19
39 Comments

AMA: Launched 3 ML startups in 2022 & scaled to $200k ARR.

Hi Indies👋,

I'm an entrepreneur and ML researcher.

As most of you are aware, machine learning (ML) has made incredible leaps forward in the last year. With everything from large language models (GPT-3), visual diffusion models (DALL-E, SD), and gameplay (Pluribus, Cicero).

There are infinite options for indies to apply ML to niche problems and create a thriving business.

I've done this 3 times over the last year, with 2 successful products and 1 meh.

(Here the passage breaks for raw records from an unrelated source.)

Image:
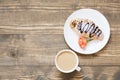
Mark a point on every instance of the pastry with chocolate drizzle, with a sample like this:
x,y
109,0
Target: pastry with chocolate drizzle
x,y
87,30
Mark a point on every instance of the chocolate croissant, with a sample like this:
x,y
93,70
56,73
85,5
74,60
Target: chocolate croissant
x,y
87,29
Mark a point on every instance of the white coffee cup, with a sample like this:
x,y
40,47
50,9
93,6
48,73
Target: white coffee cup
x,y
71,56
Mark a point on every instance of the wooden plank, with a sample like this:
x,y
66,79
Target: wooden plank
x,y
53,2
49,17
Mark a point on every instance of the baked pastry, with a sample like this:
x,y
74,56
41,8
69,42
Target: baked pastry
x,y
87,30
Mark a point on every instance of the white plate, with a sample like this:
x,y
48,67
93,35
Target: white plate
x,y
94,46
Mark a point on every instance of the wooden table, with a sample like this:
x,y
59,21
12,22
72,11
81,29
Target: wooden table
x,y
31,33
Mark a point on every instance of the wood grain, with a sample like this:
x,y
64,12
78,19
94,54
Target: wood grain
x,y
31,33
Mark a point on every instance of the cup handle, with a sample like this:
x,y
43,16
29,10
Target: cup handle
x,y
78,68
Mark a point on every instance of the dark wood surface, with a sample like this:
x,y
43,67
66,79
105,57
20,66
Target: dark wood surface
x,y
31,33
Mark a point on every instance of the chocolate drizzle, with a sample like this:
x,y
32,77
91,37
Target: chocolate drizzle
x,y
91,29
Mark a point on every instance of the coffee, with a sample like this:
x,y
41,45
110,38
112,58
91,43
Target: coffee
x,y
66,61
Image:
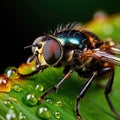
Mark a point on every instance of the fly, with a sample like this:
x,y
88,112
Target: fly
x,y
81,51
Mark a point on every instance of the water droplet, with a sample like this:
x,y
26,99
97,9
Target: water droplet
x,y
9,104
108,29
11,115
11,72
48,100
59,103
17,88
30,99
43,112
21,116
57,115
5,84
39,87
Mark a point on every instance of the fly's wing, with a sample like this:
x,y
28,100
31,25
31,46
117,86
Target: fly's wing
x,y
107,57
103,55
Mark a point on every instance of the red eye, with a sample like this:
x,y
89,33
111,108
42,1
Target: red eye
x,y
52,51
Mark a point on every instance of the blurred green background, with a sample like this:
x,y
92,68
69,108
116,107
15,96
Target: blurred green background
x,y
22,21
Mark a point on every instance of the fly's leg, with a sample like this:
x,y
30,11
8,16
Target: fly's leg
x,y
56,86
82,93
108,90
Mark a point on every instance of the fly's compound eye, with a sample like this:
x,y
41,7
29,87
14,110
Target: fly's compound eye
x,y
36,43
52,51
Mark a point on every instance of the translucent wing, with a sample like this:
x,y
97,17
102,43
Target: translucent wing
x,y
107,57
103,55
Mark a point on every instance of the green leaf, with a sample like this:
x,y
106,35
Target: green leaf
x,y
21,103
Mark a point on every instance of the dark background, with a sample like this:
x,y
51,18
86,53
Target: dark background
x,y
22,21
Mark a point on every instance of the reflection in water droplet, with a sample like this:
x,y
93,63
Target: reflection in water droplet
x,y
39,87
43,112
21,116
57,115
48,100
59,103
30,99
11,72
17,88
11,115
9,104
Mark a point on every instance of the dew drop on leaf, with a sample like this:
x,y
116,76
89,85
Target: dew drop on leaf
x,y
39,87
57,115
9,104
43,113
17,88
30,99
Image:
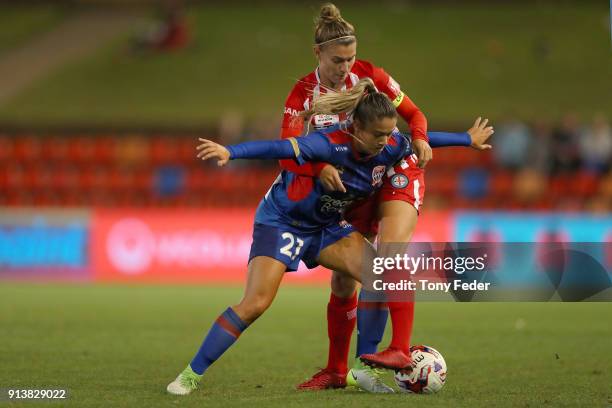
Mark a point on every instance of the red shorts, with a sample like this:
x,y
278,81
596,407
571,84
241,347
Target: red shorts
x,y
405,182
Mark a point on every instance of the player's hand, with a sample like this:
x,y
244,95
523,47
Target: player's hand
x,y
330,178
423,151
211,150
479,133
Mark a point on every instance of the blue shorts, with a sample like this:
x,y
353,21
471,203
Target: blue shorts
x,y
291,245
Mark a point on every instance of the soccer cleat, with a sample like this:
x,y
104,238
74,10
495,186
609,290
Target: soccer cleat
x,y
185,383
323,380
367,378
392,359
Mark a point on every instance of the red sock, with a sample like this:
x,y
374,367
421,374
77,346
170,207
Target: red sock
x,y
402,317
341,320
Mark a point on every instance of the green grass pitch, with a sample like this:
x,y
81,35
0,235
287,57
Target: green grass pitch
x,y
120,346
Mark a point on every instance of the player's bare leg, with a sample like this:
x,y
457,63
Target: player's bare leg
x,y
398,220
264,277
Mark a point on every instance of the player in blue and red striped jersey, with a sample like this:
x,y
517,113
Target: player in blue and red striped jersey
x,y
397,203
311,229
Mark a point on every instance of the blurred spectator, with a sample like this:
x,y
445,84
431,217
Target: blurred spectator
x,y
512,141
565,151
529,186
231,125
596,146
539,155
474,183
170,33
170,181
132,149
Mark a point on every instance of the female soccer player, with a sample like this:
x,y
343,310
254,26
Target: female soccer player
x,y
310,229
396,205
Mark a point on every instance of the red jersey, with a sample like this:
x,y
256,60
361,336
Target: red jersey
x,y
310,86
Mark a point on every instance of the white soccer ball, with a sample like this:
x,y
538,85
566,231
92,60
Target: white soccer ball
x,y
428,372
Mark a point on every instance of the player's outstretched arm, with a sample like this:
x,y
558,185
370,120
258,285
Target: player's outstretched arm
x,y
312,147
480,133
211,150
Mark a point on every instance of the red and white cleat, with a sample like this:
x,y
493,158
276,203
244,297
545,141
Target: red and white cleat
x,y
324,380
392,359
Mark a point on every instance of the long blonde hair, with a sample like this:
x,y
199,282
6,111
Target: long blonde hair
x,y
362,100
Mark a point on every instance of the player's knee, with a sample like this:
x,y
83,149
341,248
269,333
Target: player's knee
x,y
343,286
254,307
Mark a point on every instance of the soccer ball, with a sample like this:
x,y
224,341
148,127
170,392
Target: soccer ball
x,y
428,372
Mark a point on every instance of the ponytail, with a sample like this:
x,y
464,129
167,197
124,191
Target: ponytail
x,y
363,100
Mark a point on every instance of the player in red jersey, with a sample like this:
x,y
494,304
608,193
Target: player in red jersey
x,y
395,206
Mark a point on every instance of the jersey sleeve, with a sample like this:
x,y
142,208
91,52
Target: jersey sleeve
x,y
441,139
293,126
403,104
312,147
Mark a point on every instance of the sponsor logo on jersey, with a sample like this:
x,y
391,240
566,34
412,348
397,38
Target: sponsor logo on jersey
x,y
322,121
394,86
377,174
291,111
333,205
399,181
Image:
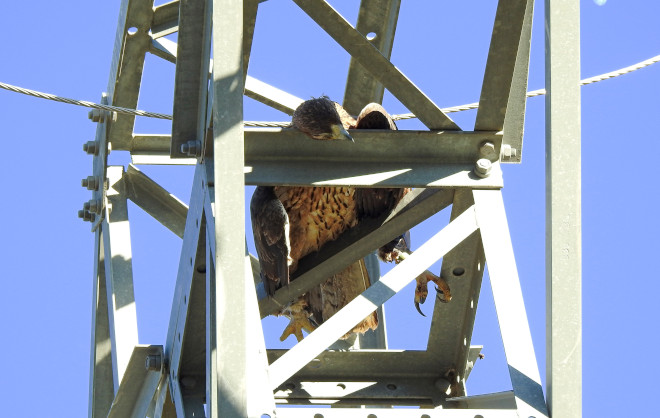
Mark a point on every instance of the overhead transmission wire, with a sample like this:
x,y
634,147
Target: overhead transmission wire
x,y
453,109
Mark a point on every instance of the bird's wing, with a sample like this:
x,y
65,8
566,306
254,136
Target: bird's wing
x,y
376,202
270,226
374,116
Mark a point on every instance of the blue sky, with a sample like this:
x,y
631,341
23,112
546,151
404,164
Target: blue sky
x,y
47,252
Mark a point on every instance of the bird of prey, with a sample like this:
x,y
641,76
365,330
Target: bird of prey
x,y
290,222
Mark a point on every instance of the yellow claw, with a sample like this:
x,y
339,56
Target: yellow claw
x,y
298,323
421,291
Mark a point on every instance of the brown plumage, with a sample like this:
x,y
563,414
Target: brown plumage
x,y
317,215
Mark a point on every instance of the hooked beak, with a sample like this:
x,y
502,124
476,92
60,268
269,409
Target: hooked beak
x,y
338,132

My products have niched down into:

  • US Healthcare
  • SEO Content Creation
  • Business Planning

Models I've taken to market:

  • Cutting-edge image classification and object detection in the browser
  • Fine-tuned NLP models
  • xgboost decision trees
  • Custom digit classification (DNN OCR)
  • Wide-and-deep recommender systems
  • SD Image creation
  • Diffusion Video model
  • Video Lip Sync Model

Thinking about automating something with ML? Want to know how ML can help your business? Not sure what algorithm to experiment with? or where to get enough data?

Ask me. :)

  1. 2

    Wow 200k ARR, well done! So many questions :)

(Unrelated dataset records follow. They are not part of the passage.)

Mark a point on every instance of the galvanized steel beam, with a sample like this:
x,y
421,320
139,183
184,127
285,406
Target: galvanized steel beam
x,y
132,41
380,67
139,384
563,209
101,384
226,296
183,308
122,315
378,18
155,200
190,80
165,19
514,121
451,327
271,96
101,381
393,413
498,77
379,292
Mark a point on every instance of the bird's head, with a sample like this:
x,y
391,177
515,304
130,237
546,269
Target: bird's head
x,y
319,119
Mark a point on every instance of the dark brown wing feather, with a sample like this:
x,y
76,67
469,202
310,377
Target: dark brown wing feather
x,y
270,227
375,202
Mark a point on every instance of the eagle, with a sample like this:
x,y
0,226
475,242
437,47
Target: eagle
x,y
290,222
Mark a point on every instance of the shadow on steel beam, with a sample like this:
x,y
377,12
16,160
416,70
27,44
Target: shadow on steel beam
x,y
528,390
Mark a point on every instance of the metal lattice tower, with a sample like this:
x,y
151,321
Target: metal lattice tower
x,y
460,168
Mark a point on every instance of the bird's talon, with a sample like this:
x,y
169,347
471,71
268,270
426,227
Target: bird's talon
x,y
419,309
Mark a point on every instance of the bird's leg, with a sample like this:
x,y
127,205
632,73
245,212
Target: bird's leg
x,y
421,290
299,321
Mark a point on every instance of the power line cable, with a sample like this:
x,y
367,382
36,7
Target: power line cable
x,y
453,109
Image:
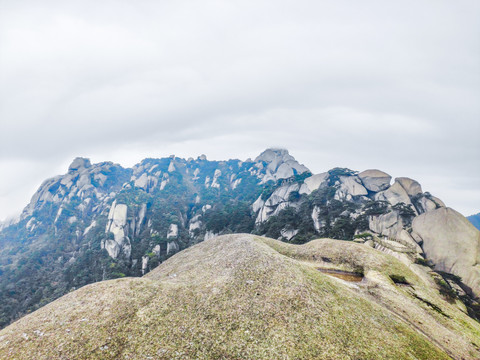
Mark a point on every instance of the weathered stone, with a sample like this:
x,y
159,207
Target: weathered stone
x,y
172,231
79,163
172,246
452,243
394,194
389,224
375,180
314,182
411,186
280,165
116,224
349,186
144,264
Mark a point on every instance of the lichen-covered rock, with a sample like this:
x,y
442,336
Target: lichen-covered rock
x,y
79,163
172,231
350,186
411,186
314,182
452,243
375,180
172,247
280,165
394,194
389,224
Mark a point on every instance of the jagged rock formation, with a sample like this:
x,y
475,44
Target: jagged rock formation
x,y
475,220
101,221
452,243
241,296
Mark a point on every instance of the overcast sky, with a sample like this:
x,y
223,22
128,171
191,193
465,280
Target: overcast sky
x,y
393,85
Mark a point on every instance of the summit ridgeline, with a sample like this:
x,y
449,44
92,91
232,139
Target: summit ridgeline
x,y
102,221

    Is that $0 to $200k in one year?

    Are these data products or services you're offering? I'm curious, you've given the market, but I'm wondering if this is a B2B sale or more business to enterprise? Maybe both?

    1. 3

      Hi @OrionSeven,

      I did some dev work last year on the healthcare product and closed one small deal. The vast majority of dev work and sales occurred in the last year.

      These are service products, I think it would be hard to have a defensible data product as an indie.

      It is a mix of B2B and B2Enterprise sales.

      I do keep accidentally building products that provide orders of magnitude more value to larger companies.

      Which means I can close smaller deals but I can’t get them to pay a premium. Enterprise companies will often pay a substantial premium.

      1. 1

        That's true, my day job is in enterprise software, and the prices are dramatically different than the average B2B.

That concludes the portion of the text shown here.